Universities And Parents Are Cheats – JAMB Registrar

JAMB Registrar said Universities And Parents Are Cheats

The Joint Admissions and Matriculations Board registrar has described the Universities in Nigeria and Nigerian parents as cheats.

Nigerian parents and universities have been described as cheats by the Joint Admissions and Matriculations Board (JAMB) registrar Is-haq Oloyede.

Nigerian parents and universities have been described as cheats by the Joint Admissions and Matriculations Board (JAMB) registrar Is-haq Oloyede.

Mr Oloyede stated this when the Senate Committee on Basic and Secondary Education members visited the board’s headquarters on Monday.

The JAMB registrar told the committee, “Our challenge remains examination malpractice, especially with regards to parents who keep calling me to favour their wards or children whether they meet the requirements of the system or not.”

According to him, apart from dealing with the undisciplined parents, he also has to battle corruption in higher institutions.

He explained, “There’s also indiscipline from the tertiary institutions who admit against the federal government’s policy guidelines as mandated by the Ministry of Education.

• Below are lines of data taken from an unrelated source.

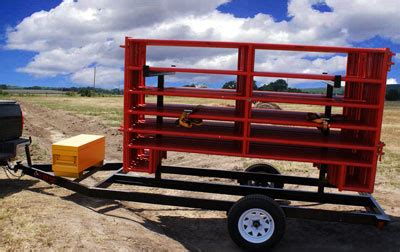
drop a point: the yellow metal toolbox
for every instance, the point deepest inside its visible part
(74, 155)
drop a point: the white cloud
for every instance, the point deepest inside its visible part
(74, 36)
(105, 76)
(391, 81)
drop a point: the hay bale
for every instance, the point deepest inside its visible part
(267, 105)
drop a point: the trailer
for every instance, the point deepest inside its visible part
(345, 147)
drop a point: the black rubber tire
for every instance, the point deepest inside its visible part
(262, 202)
(262, 168)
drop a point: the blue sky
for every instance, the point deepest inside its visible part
(26, 61)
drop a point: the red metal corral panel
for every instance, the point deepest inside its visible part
(350, 150)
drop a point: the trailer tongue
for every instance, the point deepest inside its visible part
(345, 146)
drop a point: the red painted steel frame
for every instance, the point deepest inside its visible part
(351, 150)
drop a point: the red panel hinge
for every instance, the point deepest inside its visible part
(380, 152)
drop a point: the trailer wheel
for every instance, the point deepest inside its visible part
(262, 168)
(256, 222)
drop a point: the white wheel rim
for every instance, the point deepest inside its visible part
(256, 225)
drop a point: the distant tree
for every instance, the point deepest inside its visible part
(229, 85)
(278, 85)
(393, 95)
(232, 85)
(3, 93)
(189, 85)
(294, 90)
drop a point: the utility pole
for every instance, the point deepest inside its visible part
(94, 78)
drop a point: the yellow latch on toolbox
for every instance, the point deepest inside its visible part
(74, 155)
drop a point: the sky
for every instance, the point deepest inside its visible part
(58, 43)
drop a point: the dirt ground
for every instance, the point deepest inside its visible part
(38, 216)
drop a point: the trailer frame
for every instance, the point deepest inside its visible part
(373, 214)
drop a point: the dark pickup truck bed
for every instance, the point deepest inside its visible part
(11, 124)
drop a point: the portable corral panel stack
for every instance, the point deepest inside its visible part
(347, 148)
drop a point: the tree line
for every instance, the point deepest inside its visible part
(280, 85)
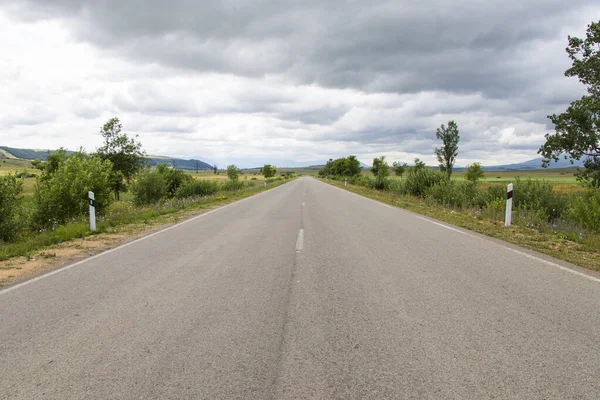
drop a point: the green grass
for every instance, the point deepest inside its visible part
(12, 165)
(80, 228)
(585, 253)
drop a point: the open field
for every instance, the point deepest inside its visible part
(585, 253)
(222, 176)
(11, 165)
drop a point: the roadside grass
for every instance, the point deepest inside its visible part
(159, 213)
(584, 252)
(223, 176)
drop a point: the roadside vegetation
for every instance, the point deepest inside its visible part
(547, 217)
(43, 203)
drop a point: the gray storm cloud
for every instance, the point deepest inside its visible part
(360, 72)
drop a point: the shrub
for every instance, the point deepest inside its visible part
(10, 189)
(538, 196)
(585, 210)
(233, 172)
(418, 180)
(197, 188)
(457, 194)
(381, 183)
(474, 172)
(364, 181)
(174, 178)
(269, 171)
(148, 187)
(396, 186)
(232, 185)
(63, 195)
(120, 212)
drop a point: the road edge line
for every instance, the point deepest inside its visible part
(478, 236)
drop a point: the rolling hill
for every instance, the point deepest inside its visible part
(32, 154)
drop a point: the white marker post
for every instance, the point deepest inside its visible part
(92, 211)
(508, 217)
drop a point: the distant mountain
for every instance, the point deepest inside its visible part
(29, 154)
(179, 163)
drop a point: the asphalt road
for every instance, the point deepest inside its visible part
(367, 302)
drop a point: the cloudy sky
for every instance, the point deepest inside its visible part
(247, 82)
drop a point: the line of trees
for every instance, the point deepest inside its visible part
(577, 132)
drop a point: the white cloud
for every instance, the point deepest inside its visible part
(253, 103)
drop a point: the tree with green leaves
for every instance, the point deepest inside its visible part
(379, 163)
(174, 178)
(124, 152)
(346, 166)
(233, 172)
(419, 164)
(578, 128)
(446, 154)
(63, 195)
(381, 170)
(10, 206)
(474, 172)
(269, 171)
(399, 168)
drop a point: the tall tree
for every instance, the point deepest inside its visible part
(399, 168)
(578, 128)
(446, 154)
(125, 153)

“At the end of the day, after admitting outside these policies, they put pressure on students at the final moments towards graduation to come back to us for what they call regularisation.

“We also have (the) same challenge from some private sectors and dubious computer-based test centres too, and we are really putting efforts to curb this.”

The JAMB boss added that registered candidates for the 2021 Unified Tertiary Matriculations Examination (UTME) were not up to 1.4 million, a low figure compared to 2.2 million in 2020.

However, he noted that the mandatory use of the National Identity Number (NIN) helped the board curb some of the malpractices usually encountered during the UTME registration.

Mr Oloyede explained that the malpractices included multiple and fraudulent registrations by candidates with irregular credentials.

During the 2021 examination, he said JAMB’s challenge shifted to security operatives attached to some centres but aided “fraudulent candidates” to get into the examination hall.

“Even after they dodge the verification process where of course the system would have identified them through their pictures, the cameras at the centres immediately picked them, and we were able to apprehend them.

“That was when some of them said either their parents gave the security operatives money to let them in or the candidates themselves bribed their way in. So whether we like it or not, NIN helped us curb some of these challenges at both the registration and examination exercise,” Mr Oloyede disclosed.